Solution of Ex:2.2 Differential Equations. In exercise 2.2 on page 50 of the seventh edition of “Differential Equations with Boundary-Value Problems” by Dennis G. Zill, several differential equations are solved using separation of variables. Let’s take a look at a few of these solutions.
Solution of Ex:2.2 Differential Equations with Boundary-Value Problems (Book)
Differential equations are an important topic in mathematics, particularly in applied mathematics, engineering, and physics. They describe the behavior of a system over time, and can help us predict how the system will evolve given certain initial conditions. One common method for solving differential equations is separation of variables. Solution of Ex:2.2 Differential Equations
The first problem involves finding the solution to the differential equation y’ = ky, where k is a constant. We can start by separating the variables: dy/y = k dt. Integrating both sides, we get ln|y| = kt + C, where C is the constant of integration.
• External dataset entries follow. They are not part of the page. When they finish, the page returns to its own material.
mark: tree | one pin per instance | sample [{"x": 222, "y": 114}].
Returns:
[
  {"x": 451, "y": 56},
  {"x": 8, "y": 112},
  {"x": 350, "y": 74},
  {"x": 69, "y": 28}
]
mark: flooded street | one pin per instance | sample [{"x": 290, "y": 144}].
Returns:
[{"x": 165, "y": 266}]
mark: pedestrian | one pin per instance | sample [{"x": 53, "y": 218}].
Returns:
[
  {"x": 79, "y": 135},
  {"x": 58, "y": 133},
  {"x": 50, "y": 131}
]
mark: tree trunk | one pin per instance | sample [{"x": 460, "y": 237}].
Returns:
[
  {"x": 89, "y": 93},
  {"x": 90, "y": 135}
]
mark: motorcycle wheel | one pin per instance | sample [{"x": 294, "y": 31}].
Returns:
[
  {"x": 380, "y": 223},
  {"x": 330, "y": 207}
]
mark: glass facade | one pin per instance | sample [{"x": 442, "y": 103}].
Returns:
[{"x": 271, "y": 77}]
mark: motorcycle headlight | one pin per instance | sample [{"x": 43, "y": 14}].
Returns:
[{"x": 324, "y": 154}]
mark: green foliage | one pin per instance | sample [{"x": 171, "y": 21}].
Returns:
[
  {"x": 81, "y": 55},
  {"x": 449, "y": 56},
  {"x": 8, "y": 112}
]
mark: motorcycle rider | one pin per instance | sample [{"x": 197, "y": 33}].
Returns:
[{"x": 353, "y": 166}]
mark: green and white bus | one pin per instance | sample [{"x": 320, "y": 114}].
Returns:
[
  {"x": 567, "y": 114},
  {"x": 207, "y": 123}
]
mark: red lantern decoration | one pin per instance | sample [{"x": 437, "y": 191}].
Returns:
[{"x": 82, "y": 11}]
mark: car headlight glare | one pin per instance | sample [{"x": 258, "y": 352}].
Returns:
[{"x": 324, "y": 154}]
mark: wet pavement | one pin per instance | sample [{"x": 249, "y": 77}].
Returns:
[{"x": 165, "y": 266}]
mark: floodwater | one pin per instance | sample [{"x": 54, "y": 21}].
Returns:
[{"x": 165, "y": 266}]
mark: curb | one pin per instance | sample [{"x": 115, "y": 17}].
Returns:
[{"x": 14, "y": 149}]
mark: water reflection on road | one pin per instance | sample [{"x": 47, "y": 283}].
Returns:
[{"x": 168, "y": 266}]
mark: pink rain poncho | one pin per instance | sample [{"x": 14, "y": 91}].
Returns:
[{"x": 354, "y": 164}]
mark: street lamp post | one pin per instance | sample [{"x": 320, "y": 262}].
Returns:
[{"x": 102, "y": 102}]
Exponentiating both sides, we get |y| = e^(kt+C), which simplifies to y = Ae^(kt), where A is a constant.
Another problem involves finding the solution to the differential equation y’ + 2ty = 0. Again, we can separate the variables: dy/y = -2t dt. Integrating both sides, we get ln|y| = -t^2 + C. Exponentiating both sides, we get |y| = e^(-t^2+C), which simplifies to y = Ae^(-t^2), where A is a constant.
A third problem involves finding the solution to the differential equation y’ = 2y(1-y), subject to the initial condition y(0) = 1. We can separate the variables: dy/[y(1-y)] = 2 dt. We can use partial fractions to integrate the left side, which gives us ln|y/(1-y)| = 2t + C. Solving for y, we get y = e^(2t+C) / [1 + e^(2t+C)], where we can use the initial condition to solve for C and get the specific solution y = 1 / [1 + e^(-2t)].
Examples Overview of Differential Equations with Boundary-Value Problems
These examples demonstrate the power of separation of variables in solving differential equations. By separating the variables and integrating, we can often find simple solutions to complex problems. With further study and practice, anyone can become proficient at solving differential equations using separation of variables.